Ailing Thomas Cook Group (TCG) on Thursday put its airline up for sale in a bid to raise more than £1 billion to pay down debt after one of the worst years in its history. The holiday giant played down suggestions last year it could sell its 103 aircraft, breaking up the company. Today it said it had begun a “strategic” review of the airline to “increase financial flexibility and accelerate execution of our core strategy”. It could sell all, or just part, of the airline arm. Investors enjoyed a 13% bounce in the battered shares to 35p. They were nearer 130p back in November 2014 when then chief executive Harriet Green was ousted amid a whispering campaign about her suitability to lead a large company. Industry experts say Cook’s planes could be picked up by aircraft leasing companies, but note the tough market for sellers. Many airlines are going bust or close to collapse, and thus keen to sell planes at depressed values. City analysts think Thomas Cook’s present finances are simply unsustainable. Last year it made profits of just £12 million on sales of £9 billion.
Petrofac ex-manager David Lufkin admits bribe charges as SFO investigation continues. Oil firm Petrofac Ltd. (PFC) was hammered today after a former executive pleaded guilty to 11 counts of bribery as part of an ongoing Serious Fraud Order investigation into the company. David Lufkin, 51, ex-global head of sales for Petrofac, entered his pleas at Westminster Magistrates’ Court yesterday.

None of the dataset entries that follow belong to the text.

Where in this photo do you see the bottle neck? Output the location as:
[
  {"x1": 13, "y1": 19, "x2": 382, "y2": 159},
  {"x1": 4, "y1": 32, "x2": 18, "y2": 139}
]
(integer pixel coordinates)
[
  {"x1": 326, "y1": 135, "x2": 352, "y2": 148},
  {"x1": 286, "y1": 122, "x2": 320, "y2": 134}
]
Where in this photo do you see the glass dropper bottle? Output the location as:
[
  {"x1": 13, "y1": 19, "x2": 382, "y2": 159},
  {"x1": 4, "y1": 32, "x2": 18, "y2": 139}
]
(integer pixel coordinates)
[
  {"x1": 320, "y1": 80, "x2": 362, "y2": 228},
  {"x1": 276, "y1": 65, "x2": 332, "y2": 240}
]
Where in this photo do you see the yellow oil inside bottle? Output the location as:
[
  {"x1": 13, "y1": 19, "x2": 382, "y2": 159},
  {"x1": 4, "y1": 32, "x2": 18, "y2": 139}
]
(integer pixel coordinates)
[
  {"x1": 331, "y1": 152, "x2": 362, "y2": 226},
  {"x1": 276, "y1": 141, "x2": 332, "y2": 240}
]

The indictments relate to “corrupt offers” made to influence the award of contracts to Petrofac worth in excess of $730 million (£565.9 million) in Iraq and more than $3.5 billion in Saudi Arabia. The SFO investigation has already wiped billions from Petrofac’s share price and it lost another 14% today, down 80p at 478p. The SFO said its probe will continue into Petrofac’s use of agents in multiple jurisdictions, including Iraq and Saudi Arabia. Lufkin will be sentenced later.
Insurer Beazley (BEZ) buffeted by disasters and Fed rate hikes as profits slide 55%. US rate rises and weather-related disasters hammered Lloyd’s of London insurer Beazley last year, leading to sharply lower profits. It said 2019 should be better after pricing started to come out of the doldrums. The Lloyd’s syndicate-owner said its $5 billion (£3.9 billion)-plus investment book generated almost $100 million less than a year ago after bond prices fell following Federal Reserve rate hikes. The Fed, which has come under fire from President Donald Trump, triggered losses in the bond market after hiking rates four times in 2018. Beazley invests about £8 in every £10 in bonds, leading to a lower 0.8% return versus 2.9% in 2017.
Bellway records rise in buyers pulling out of home deals. The number of would-be homebuyers pulling out of deals is creeping higher in the run-up to Brexit, housebuilder Bellway (BWY) said on Thursday. The FTSE 250 business said cancellation rates rose to 13% in the six months to January 31, up from 11% a year earlier. Bellway’s finance chief Keith Adey said: “This reflects a slight nervousness in the economy ahead of the UK’s looming departure from the EU. It is to be expected.” The company has been using some incentives to entice buyers, particularly for more expensive properties, including agreeing to cover stamp duty costs and upgrading kitchen appliances for nothing. Those sweeteners to get deals over the line — coupled with good mortgage terms and the Government’s Help to Buy scheme — helped first-half revenues rise 12% to almost £1.5 billion.